The 9/14/23 press release from Roc Nation, "Roc Nation and Lexus Partner for New Installation at The Book Of HOV Exhibit," states:

Roc Nation and Lexus proudly announce the addition of a 1993 Lexus GS 300 at The Book Of HOV, an immersive exhibit at Brooklyn Public Library’s Central Location. The iconic Lexus was first featured in JAY-Z’s “Dead Presidents” visual [sic], and then in the lyrics of “Can I Live” and the #1 hit, “Empire State Of Mind.” Situated alongside the Central Library on Eastern Parkway, the Lexus is the first of artifacts that will be added to The Book Of HOV.

The press release notes that the library has "hosted over 255,000 visitors, close to quadruple the number over the same time in 2022 and cards sign ups have more than doubled with over 21,000 new accounts created in association with the limited edition JAY-Z cards." 

(So, that's about 186,000 new visitors, with about 11% of them--they must be New York residents--signing up for cards.)

The press release does not quote the library but rather Roc Nation's Perez and a Lexus spokesperson, helpfully adding:

The inclusion of Carter’s 1993 Lexus GS 300 in the iconic “Dead Presidents” visual [sic] further solidified the brand’s place in culture. As one of the most mentioned automobile makers in hip-hop, Lexus is synonymous with the lifestyle that defined an era.

Educational opportunity?

Note: there's nothing in the online exhibit regarding Lexus, nor is there explanation outside beyond that terse sign. 
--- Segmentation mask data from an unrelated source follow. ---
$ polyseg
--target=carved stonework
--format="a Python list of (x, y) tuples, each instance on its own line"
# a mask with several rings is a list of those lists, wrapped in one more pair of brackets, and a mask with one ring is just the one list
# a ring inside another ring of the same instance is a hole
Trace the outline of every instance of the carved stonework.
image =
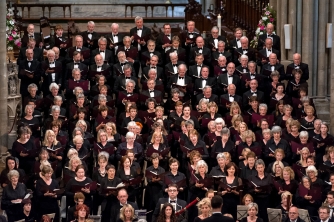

Remember, this is less an educational exhibition than a tribute, so there's little effort to reach out to people for whom the song/video "Dead Presidents"--a reference to cash money--is not a talisman.

Note, the "Hovstorian" aintnojigga helpfully explains on Instagram how Jay customized the Lexus with audio and video players:

Back in the ‘90s Jay and his hustling partners (who worked for both legal and illegal means) had an affinity for Lexus motor vehicles, and many caravan trips were made up and down the I-95 moving merchandise. As soon as Jay and his crew had a little money, they were of course eager to show it to the world. By choosing the GS 300 they were able to conform to the cultural rule of flyness, but could also stay low when it came to law enforcement targeting the latest Benzes and BMWs being driven in Brooklyn. As Jaÿ has done throughout his life and career, in Decoded he wrote how plays such as this were “elevating his game, not by throwing on a bigger chain, but by showing more refined, and even slightly obscure, taste.”
...Reasonable Doubt was stacked with Lexus references, so it was only right for the album’s 10th Anniversary concert in 2006 that Jay cruised on stage in an off-white Lexus, soundtracked by the orchestra playing “Regrets.
Get your tickets?

Note: Individual tickets to the gala, for $1,000 are sold out, as are $15,000 Benefactor packages for eight guests.

Available are Lead Sponsor ($100,000), Principal Sponsor ($50,000 guests), and Visionary Sponsor ($25,000), all of which offer ten tickets and various levels of recognition, plus Contributor ($10,000, four tickets) and Supporter ($5,000, two tickets).